Re: Performance degradation w/ -current - GENERIC.MP {amd64,i386}

2009-04-21 Thread RD Thrush
 a == Ariane van der Steldt ari...@stack.nl writes:
a On Mon, Apr 20, 2009 at 01:57:55PM -0400, RD Thrush wrote:
 I've recently noticed reduced performance when building ports for
 amd64 and i386 platforms on multiprocessor boxes.  I found the problem
 was associated with running a 'nice'd dnetc [1] process on each
 processor.  Without the 'nice'd processes, performance improves
 dramatically.
 
 In a test case, elapsed time increased 25X (from ~24 seconds to more
 than 650 seconds) in one case and 12X (from ~30 seconds to more than
 350 seconds) in another case.
 
 Since I received the 4.5 CD on Saturday (thanks for another very cool
 release!), I used the bsd.mp kernels from that release and found the
 problem with reduced performance has occurred since the 4.5 release.
 
 The problem can be reproduced by busying each core w/ a 'nice'd
 process.  Then, 'make clean;time make fake' in $PORTSDIR/devel/libtool
 illustrates the problem.

a Using a make and recording the time used is useless: the most important
a numbers (user and sys) are only recorded for the initial 'make' program,
a not the programs it starts.

  I didn't know that time(1) didn't accumulate user and sys.  Thanks
  for that.

a You may want to redo the test with a program that doesn't spawn other
a processes, like gzipping a large file.

  Ok, I've since updated both build boxes with the 20090419 snap and
  have used a simpler test case of gzcat comp45.tgz | wc.  Without the
  pipe, I was unable to stimulate the condition that resulted in the
  performance degradation.

  The new testing adds more wrinkles...  The i386 and amd64 platforms
  behave differently than expected, ie. I was expecting both platforms
  to show the dramatic degradation noticed with the make test.
  However, only the 2-core i386 showed significant degradation.  The
  4-core amd64 platform showed much less degradation with -current.

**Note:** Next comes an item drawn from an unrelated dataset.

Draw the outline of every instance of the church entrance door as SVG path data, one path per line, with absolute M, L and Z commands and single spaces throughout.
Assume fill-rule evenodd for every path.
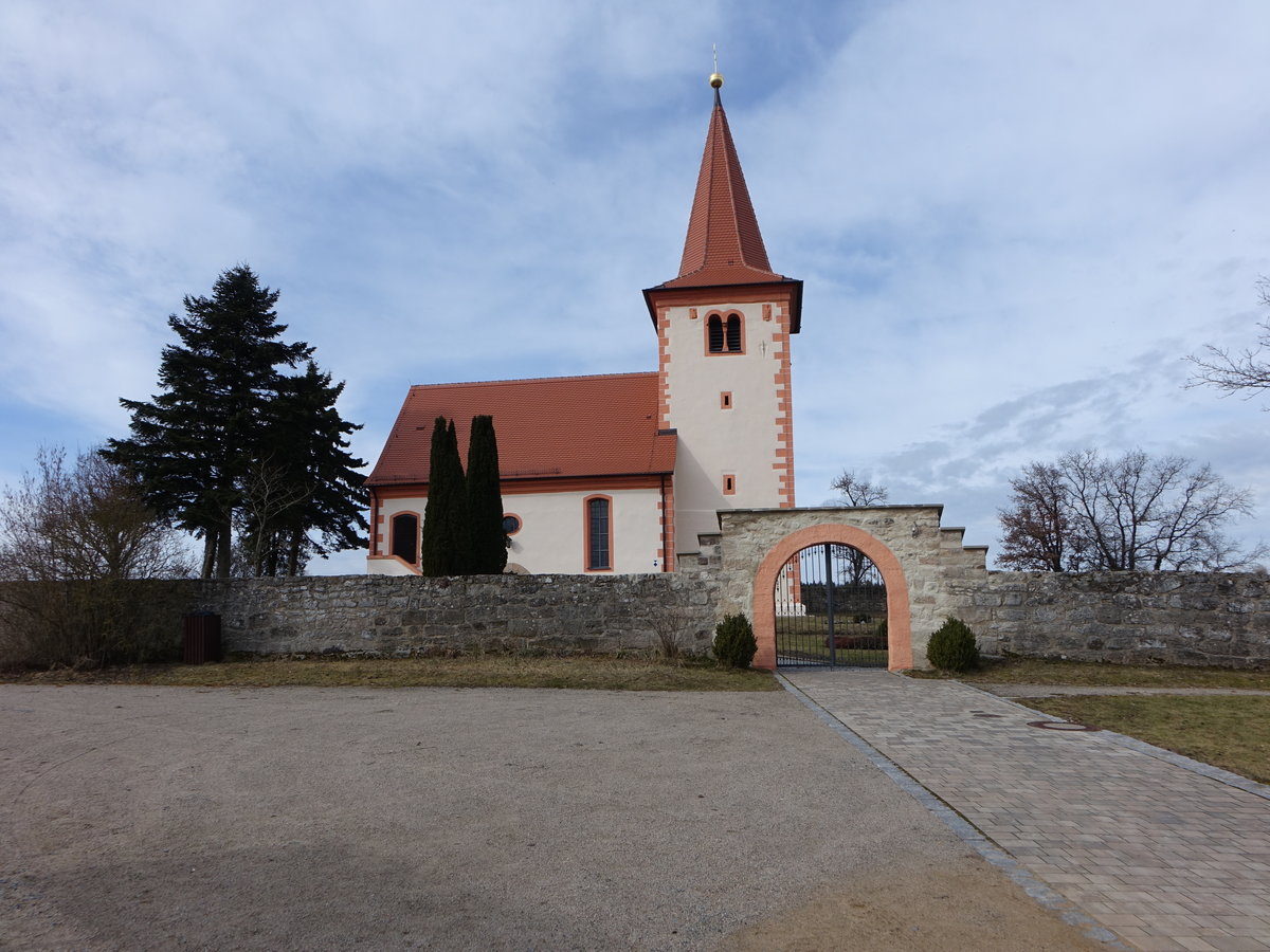
M 795 552 L 772 589 L 780 668 L 888 668 L 886 581 L 855 546 Z

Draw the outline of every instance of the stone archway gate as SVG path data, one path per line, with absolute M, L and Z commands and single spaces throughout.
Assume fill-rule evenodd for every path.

  In the following mini-analysis, time(1) is used as the measuring
  stick.  4.5 refers to the 4.5 release as found on the official CD.
  snap refers to the 20090419 -current snapshot.  baseline means
  no niced processes.  niced busy means one busy process per core.
  x4 refers to an AMD Phenom 9550 quad-core processor on an ASUS
  M3A78-EM motherboard.  v1 refers to an AMD Athlon X2 dual-core
  processor on an ASUS M2N-E motherboard.  dmesgs are appended for
  both x4 and v1 running the forementioned snap.  dmesgs for the
  4.5 cases are in my previous message.

  baseline shows no significant difference between 4.5 and snap
  on either the v1 or x4 platforms.

  niced busy on x4 with 4.5 shows little significant difference
  with the baseline (If anything, the numbers are unexpectedly
  slightly better).  The additional niced processes apparently don't
  offer enough perturbation perhaps due to 4 cores available instead
  of 2 with v1.

  niced busy on x4 with snap shows more than 3 seconds increase in
  real time.  This is much less dramatic than the same test case with
  v1.

  niced busy on v1 with 4.5 shows appx. 4 second increase in real
  (elapsed) time while the user and system time are appx. the same.
  The additional niced processes probably prevent overlapping the
  gzcat and wc processes thus resulting in the increased elapsed time.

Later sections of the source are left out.